I have been in contact with the developers for a few days now, however they don't seem to be interested in my findings. After receiving an automated support email 2 days later I finally got in contact with someone there. They did thank me for my feedback (basically ending the discussion) even before I had divulged the details of it. Hopefully once PrevX end-users begin to understand that there is issues with the software, the developers will be more willing to fix the issues at hand.
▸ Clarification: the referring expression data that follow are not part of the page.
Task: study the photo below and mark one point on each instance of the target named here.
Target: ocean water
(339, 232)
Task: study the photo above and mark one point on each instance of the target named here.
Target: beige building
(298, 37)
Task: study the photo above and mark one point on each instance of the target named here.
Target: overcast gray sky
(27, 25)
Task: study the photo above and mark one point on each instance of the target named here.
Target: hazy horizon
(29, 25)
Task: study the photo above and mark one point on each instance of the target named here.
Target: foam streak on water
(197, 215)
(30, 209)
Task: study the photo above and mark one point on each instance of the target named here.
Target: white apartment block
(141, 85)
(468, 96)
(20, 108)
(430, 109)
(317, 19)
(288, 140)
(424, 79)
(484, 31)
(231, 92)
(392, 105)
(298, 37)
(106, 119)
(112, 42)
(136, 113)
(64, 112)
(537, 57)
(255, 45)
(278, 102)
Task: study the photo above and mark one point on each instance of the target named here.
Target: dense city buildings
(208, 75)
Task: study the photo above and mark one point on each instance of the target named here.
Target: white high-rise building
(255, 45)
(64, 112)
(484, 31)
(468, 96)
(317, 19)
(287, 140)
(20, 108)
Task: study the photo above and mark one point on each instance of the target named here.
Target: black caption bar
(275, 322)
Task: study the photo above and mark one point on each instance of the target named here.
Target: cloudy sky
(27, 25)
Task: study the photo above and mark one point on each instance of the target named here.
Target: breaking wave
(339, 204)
I have no problem with the developers of PrevX and I admire the software from a technological standpoint. Hopefully this will be a benefit to the PrevX users somewhere down the line.

 

doesn't matter, it seems now that prevx is vulnerable for this kind of "exploit" ...

 

I know the developers sometimes respond to genuine problems by just fixing the issue, and there's an early beta coming up very soon, so hopefully that's the only reason for their lack of response. Thanks, Jason!

 

Let's hope this is the case here.

 

Hi guys

I wanted to explain this situation from the perspective of Prevx Technical Support. It is not my intention to be confrontational as this kind of feedback you are giving is invaluable to us.
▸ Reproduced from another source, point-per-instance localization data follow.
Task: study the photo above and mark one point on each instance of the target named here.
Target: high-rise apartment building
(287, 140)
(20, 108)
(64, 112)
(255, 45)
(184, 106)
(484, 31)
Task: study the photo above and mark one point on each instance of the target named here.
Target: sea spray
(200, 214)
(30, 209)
Jason sent in 3 one liner emails to us, the first one mentioning a 'problem'. One of my support engineers replied with a detailed standard email asking for more information. The reply from Jason came back saying he thought our driver was 'poorly coded'. At this point it was escalated to me and I replied asking why he thought it was poorly coded and what the issue was and to see if I could help. The reply came back that Jason had found 'vulnerabilities'.

It seemed to me at that point that the information wasn't going to be provided to me in a straightforward manner, so I replied simply and politely thanking Jason for his feedback, hoping he would either reply to me directly with his findings or post a thread here or on his own site. I was aware all the time of Jason's involvement with Diamond CS and Ghost Security, and of his high standing in this community. So here we are.
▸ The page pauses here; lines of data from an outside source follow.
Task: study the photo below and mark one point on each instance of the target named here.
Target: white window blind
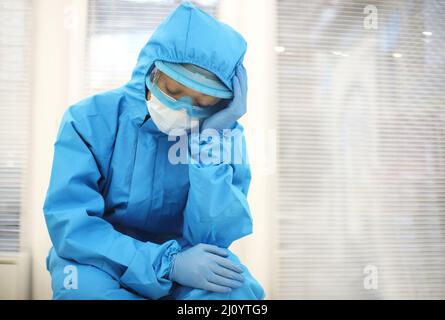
(117, 31)
(15, 56)
(361, 179)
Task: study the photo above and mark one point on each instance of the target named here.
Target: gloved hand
(226, 117)
(205, 266)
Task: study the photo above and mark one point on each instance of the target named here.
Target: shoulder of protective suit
(96, 118)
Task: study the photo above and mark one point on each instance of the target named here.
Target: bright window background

We at Prevx care a great deal about our users and our user feedback, as can be witnessed by multiple threads in forums throughout the security community (and my verbose reply here!) , and some of you in this thread will bear witness to that fact. As a sign of our commitment, we provide and always have provided live support for our freeware product, unlike most freeware providers. We encourage users to help us with beta programs and always take note of and input user feedback into our development efforts. I think we're all on the same side here.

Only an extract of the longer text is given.